The EU wants the WSSD to send a clear political message on the need to make globalization more sustainable for all and to agree on measures aimed at promoting this goal. In order to be clear and coherent in its approach to the WSSD, the EU strategy for Johannesburg follows an integrated approach: We start by putting our own house in order and thus provide leadership in translating rhetoric into action. This internal strategy for sustainable development was endorsed by the Gothenburg Council in June last year, where poverty eradication and promotion of sustainable production and consumption partners were identified as overriding objectives for the Summit.
In addition to that the Community has to make its contribution to promote sustainable development beyond its borders. Putting this into practice, the EU wants to promote progress in five keys areas- water, energy, health, agriculture and biodiversity.

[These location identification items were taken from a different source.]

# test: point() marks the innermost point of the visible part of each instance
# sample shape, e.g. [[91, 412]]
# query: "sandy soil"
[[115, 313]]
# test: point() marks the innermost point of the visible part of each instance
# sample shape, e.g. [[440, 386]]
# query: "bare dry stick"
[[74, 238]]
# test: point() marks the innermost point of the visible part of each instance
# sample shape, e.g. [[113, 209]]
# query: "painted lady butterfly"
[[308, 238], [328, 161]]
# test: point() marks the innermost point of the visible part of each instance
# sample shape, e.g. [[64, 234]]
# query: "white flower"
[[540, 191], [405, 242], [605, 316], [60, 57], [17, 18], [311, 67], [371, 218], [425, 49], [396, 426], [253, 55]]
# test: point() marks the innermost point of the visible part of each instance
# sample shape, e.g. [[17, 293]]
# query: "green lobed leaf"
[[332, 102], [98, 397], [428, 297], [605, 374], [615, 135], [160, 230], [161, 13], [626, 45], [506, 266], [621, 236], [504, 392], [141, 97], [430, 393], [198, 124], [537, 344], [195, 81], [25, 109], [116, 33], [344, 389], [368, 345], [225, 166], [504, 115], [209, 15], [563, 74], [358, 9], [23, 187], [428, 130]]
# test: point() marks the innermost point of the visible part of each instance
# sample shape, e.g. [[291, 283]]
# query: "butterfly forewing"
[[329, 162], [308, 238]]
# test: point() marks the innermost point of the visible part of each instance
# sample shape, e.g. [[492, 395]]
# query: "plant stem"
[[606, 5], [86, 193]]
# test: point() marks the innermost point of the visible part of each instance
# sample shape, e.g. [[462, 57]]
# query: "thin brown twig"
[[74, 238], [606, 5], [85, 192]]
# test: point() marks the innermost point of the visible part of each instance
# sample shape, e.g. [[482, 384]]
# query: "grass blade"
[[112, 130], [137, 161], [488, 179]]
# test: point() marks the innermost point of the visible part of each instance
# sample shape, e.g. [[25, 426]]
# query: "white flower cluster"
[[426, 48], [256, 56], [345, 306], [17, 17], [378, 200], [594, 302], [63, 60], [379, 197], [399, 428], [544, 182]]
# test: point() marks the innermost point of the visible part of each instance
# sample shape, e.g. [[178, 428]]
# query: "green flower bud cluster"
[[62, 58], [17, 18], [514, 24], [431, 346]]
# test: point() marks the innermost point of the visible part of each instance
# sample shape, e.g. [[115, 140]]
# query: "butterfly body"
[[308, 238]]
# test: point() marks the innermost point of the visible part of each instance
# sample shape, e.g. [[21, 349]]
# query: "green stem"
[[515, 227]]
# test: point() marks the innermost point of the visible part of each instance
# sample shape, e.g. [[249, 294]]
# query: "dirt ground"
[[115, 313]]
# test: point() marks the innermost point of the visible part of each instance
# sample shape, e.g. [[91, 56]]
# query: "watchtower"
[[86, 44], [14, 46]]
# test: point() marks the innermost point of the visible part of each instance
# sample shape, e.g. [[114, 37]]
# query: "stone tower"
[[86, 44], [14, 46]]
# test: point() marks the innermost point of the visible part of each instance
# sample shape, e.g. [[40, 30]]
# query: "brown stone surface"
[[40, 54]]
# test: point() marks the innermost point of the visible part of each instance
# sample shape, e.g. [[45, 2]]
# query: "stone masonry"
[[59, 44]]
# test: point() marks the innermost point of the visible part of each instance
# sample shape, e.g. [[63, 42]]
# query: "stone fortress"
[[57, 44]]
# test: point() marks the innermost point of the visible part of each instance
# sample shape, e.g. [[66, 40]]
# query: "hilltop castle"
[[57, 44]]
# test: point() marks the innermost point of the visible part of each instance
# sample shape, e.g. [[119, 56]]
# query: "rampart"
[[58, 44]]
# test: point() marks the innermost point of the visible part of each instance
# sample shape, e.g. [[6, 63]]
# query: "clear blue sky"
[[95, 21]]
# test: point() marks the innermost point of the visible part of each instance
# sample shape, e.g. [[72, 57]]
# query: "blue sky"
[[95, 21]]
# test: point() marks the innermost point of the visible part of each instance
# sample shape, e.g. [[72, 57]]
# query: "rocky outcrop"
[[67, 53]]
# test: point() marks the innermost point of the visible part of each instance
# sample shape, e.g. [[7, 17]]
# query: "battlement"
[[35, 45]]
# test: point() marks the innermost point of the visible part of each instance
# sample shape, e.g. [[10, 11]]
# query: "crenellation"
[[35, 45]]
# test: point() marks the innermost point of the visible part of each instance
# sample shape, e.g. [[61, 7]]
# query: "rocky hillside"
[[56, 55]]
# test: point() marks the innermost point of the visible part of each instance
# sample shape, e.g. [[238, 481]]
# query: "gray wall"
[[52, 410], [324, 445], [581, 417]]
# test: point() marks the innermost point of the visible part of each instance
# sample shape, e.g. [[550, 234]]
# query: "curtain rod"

The EU water initiative, for instance, plans to bring together, in partnership with countries and regions, public and private funds, stakeholders and experts to provide sustainable solutions to problems of water management. Reaching the political goal of halving the number of people without access to clean water and sanitation by 2015 would provide a major contribution to improved health and economic development.
At the European Council in Seville, the EU reaffirmed its commitment to be a constructive force at the Johannesburg Summit. We will use all opportunities to achieve a positive outcome; the people and this planet deserve no less.